Seemingly the beauty of numbers is that they promise comparability across languages, industries and, of course, websites. Investors and banks gets it, newspapers gets it. Those are the two main authorities you want to satisfy to sustain your enterprise; the money and the media. So why care about anything else?

I remember the story told by an old news reporter talking about journalism before there was such a thing as audience ratings. Every time he was done with a program he’d look to his peers for feedback. I imagine he’d get highly constructive feedback from knowledgeable people who’d help him improve the quality of his work. Or maybe they’d all just be patting each others’ shoulders, who knows.

Once the ratings were introduced, the first thing he asked after a show was: How large was my audience? And from that point on his work was more focused on measurable quantity, rather than some diffuse and arguably subjective notion of quality.

Numbers, Numbers, Numbers Everywhere
Today the fixation on quantity is commonplace in almost every aspect of human life. If you can’t measure it, you can’t manage it, they say. How many Facebook friends and Twitter followers do you have? What’s your Google Analytics growth last month? Daily polls tells you how your politicians are doing, how many people believe in God, and how many were killed in traffic. Quantity is everywhere, and without it we couldn’t understand the scope of our culture and where it’s headed. Are the curves going up, stagnant, or perhaps going down?

I had a literature professor who argued that every five years you should throw out your book collection. Because by then you would have advanced to a whole new level of understanding, ready to take on new, more complicated writings. I have great sympathy for that argument, elitist as it may be, but it resonates with the idea of life-long learning: You constantly progress, throughout your entire life.

Cumulative Advantage
Then it really scares me to read about ‘cumulative advantage‘, a phenomenon you see almost everywhere once you start looking for it. It says that…

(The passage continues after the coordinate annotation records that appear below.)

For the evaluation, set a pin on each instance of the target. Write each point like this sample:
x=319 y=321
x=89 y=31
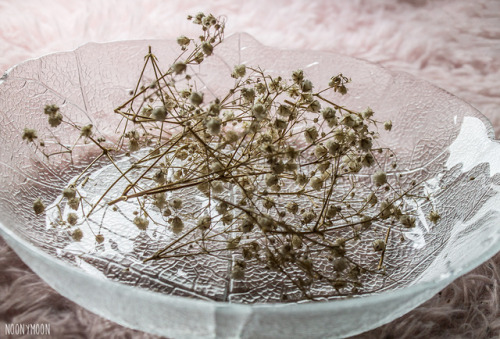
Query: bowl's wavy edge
x=434 y=285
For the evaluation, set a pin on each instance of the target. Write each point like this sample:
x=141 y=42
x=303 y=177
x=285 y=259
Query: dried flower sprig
x=293 y=183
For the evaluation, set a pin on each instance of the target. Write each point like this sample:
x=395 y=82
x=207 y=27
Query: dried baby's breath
x=293 y=182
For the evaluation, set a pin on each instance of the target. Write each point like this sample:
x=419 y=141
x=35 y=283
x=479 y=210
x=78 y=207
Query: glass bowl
x=436 y=136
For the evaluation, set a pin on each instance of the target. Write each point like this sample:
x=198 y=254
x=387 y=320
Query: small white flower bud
x=159 y=113
x=378 y=245
x=379 y=178
x=196 y=98
x=239 y=71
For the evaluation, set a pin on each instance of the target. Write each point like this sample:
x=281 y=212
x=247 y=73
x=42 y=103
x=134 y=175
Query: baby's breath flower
x=227 y=218
x=306 y=86
x=55 y=119
x=196 y=98
x=246 y=225
x=314 y=106
x=69 y=192
x=284 y=110
x=183 y=41
x=301 y=179
x=259 y=112
x=320 y=151
x=51 y=109
x=434 y=216
x=72 y=218
x=280 y=124
x=248 y=94
x=179 y=67
x=177 y=225
x=176 y=203
x=292 y=207
x=74 y=203
x=159 y=113
x=379 y=178
x=38 y=206
x=77 y=234
x=204 y=222
x=372 y=199
x=86 y=131
x=368 y=113
x=407 y=221
x=217 y=187
x=231 y=137
x=214 y=126
x=99 y=238
x=238 y=272
x=311 y=134
x=207 y=48
x=298 y=76
x=29 y=134
x=316 y=183
x=239 y=71
x=308 y=216
x=379 y=245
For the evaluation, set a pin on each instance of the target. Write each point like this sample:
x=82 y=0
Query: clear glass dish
x=436 y=136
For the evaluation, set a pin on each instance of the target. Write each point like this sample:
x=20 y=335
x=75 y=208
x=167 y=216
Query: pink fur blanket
x=454 y=44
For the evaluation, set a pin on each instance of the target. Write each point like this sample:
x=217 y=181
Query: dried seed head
x=55 y=119
x=141 y=223
x=379 y=178
x=378 y=245
x=239 y=71
x=159 y=113
x=177 y=225
x=271 y=179
x=72 y=218
x=176 y=203
x=196 y=98
x=298 y=76
x=29 y=134
x=86 y=131
x=320 y=151
x=74 y=203
x=434 y=216
x=214 y=126
x=183 y=41
x=311 y=134
x=306 y=86
x=207 y=48
x=292 y=207
x=316 y=183
x=99 y=238
x=179 y=67
x=69 y=192
x=407 y=221
x=217 y=187
x=204 y=222
x=259 y=112
x=77 y=234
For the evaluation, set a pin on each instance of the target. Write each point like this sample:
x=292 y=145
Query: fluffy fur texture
x=453 y=44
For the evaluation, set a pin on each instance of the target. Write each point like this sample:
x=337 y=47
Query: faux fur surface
x=454 y=44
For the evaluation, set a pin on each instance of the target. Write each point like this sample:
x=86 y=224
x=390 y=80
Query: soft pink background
x=453 y=44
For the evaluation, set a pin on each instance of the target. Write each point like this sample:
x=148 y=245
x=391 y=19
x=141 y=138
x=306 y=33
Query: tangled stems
x=293 y=183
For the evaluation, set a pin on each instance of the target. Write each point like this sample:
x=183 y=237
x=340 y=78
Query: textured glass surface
x=437 y=137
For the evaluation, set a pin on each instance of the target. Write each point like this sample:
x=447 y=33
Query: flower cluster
x=293 y=182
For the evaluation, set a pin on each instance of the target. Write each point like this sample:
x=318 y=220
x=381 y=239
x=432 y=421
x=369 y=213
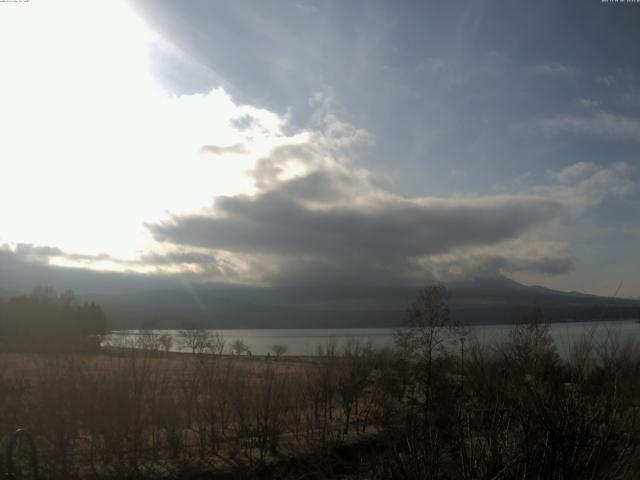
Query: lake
x=306 y=341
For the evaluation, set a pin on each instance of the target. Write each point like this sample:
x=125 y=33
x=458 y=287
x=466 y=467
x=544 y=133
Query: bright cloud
x=93 y=147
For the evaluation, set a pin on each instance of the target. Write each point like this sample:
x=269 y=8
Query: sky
x=323 y=143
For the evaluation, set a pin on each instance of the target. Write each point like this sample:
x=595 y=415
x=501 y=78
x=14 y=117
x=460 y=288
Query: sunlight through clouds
x=92 y=146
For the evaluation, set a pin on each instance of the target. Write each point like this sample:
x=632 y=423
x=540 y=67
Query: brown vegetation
x=437 y=407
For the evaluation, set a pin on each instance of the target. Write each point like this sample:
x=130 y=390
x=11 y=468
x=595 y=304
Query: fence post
x=34 y=454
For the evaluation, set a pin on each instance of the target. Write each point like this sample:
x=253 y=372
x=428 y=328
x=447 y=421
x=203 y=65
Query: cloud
x=573 y=171
x=587 y=103
x=317 y=219
x=601 y=124
x=556 y=69
x=237 y=149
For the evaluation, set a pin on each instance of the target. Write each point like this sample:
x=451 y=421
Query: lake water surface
x=306 y=341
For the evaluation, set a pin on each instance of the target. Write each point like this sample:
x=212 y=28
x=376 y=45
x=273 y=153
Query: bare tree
x=198 y=340
x=279 y=349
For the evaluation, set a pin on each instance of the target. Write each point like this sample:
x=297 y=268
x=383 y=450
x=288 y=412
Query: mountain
x=480 y=301
x=144 y=301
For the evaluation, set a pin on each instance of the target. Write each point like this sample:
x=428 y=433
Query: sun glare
x=92 y=145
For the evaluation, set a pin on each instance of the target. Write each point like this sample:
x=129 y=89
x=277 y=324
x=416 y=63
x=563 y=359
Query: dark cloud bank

“if one object happens to be slightly more popular than another at just the right point, it will tend to become more popular still. As a result, even tiny, random fluctuations can blow up, generating potentially enormous long-run differences among even indistinguishable competitors”.

It’s also called the ‘Matthew effect’ due to this quote from The Gospel of Matthew:

“For unto everyone that hath shall be given, and he shall have abundance. But from him that hath not shall be taken away even that which he hath.”

Why do some people have many followers on Twitter? Because many people follow them! That’s the almost unbearable, but in part very true, consequence of accumulative advantage. Why was article X read so many times? Because a lot of people read it…

The fixations on quantity is emphasized even more with auto-generated content lists that highlights the most read items on a site. The most ‘dugg’ items on Digg are the ones on the most-dugg-list, despite the algorithms and secret editing that goes on behind the scenes. Everybody digs a success.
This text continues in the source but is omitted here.